He doesn't know what he'd anticipated Sicheng's reaction to be, but the agreeable nod and "Okay" wasn't it. There's nothing readable on Sicheng's expression; his face as plain as a mound of clay ready to be shaped by Yuta's words.
"Alright, well..." Yuta scratches his chin. "I know you're mad at me because I've been too much with the fanservice."
"You touch me too much when cameras are around,” Sicheng says. It's less of a statement, and more of a request for confirmation that he'd understood Yuta correctly. Yuta nods. Sicheng plays with a loose thread on the bed sheet, looking vaguely like he regrets engaging this conversation at all. "You're doing a lot all of a sudden.”
"Obviously," Yuta almost rolls his eyes, but reigns himself in at the last second. The one in the wrong doesn't get to be sarcastic. "Does it make you uncomfortable?
“No. Not just uncomfortable, it's…” Sicheng purses his lips. “Annoying."
Yuta can't help himself; he barks out a laugh. It pricks the layer of tension between them, and Sicheng's face opens up when he ducks his head and whines, "I don't like it."
"Alright, I got it buddy," Yuta says, and it's like someone's unscrewed the jar he was trapped in and he can finally breathe again. "I'll tone it down."
"Good," Sicheng holds out a hand, and Yuta takes it in a professional handshake that goes on until they're both stifling laughter.
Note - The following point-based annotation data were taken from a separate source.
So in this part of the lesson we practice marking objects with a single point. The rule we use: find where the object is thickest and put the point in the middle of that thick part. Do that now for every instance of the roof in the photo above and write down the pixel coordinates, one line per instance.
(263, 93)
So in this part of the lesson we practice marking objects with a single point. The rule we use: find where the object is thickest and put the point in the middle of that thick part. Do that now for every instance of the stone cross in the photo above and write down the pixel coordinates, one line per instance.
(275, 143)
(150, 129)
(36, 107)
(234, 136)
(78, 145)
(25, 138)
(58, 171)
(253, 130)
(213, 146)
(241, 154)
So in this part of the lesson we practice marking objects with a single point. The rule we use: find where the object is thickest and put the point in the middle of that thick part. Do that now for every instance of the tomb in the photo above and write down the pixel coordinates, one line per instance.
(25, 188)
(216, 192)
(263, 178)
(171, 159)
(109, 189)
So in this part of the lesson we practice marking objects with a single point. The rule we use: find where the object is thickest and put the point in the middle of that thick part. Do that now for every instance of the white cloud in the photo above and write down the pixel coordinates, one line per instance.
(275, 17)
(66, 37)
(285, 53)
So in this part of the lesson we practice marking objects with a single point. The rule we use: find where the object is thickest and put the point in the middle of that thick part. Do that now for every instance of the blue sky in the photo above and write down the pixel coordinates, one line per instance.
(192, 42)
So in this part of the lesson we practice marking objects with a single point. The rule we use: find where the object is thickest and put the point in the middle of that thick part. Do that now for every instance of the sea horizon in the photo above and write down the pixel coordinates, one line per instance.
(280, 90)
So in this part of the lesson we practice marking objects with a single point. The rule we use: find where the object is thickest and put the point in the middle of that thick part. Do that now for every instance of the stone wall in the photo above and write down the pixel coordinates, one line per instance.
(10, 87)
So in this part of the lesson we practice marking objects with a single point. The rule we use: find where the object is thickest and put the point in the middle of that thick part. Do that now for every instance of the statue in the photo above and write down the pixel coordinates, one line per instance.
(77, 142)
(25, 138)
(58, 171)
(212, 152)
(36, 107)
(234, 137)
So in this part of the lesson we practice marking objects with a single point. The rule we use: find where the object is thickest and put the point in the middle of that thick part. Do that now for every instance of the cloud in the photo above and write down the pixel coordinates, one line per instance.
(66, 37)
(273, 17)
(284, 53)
He thinks that's the end of it until Sicheng speaks again, more conversationally this time. "Doesn't it get tiring for you too?" he asks, resting his head on a palm. "Saying and doing all these things about me when you don't..." He stops and waves his hands, as if urging Yuta to read his mind.
"Find your words, kid," Yuta says, smirking. "Think back to your Korean lessons.”
"Saying and doing things that you don't..." Sicheng furrows his eyebrows. "That you don't really think?"
And there's a moment, so fleeting that Yuta barely even comprehends it, where every elementary particle that makes up his entire physical being comes alight with a realisation. And Yuta's mouth, which works faster than his brain, which works faster than time itself, blurts out, "What if I do really think them?"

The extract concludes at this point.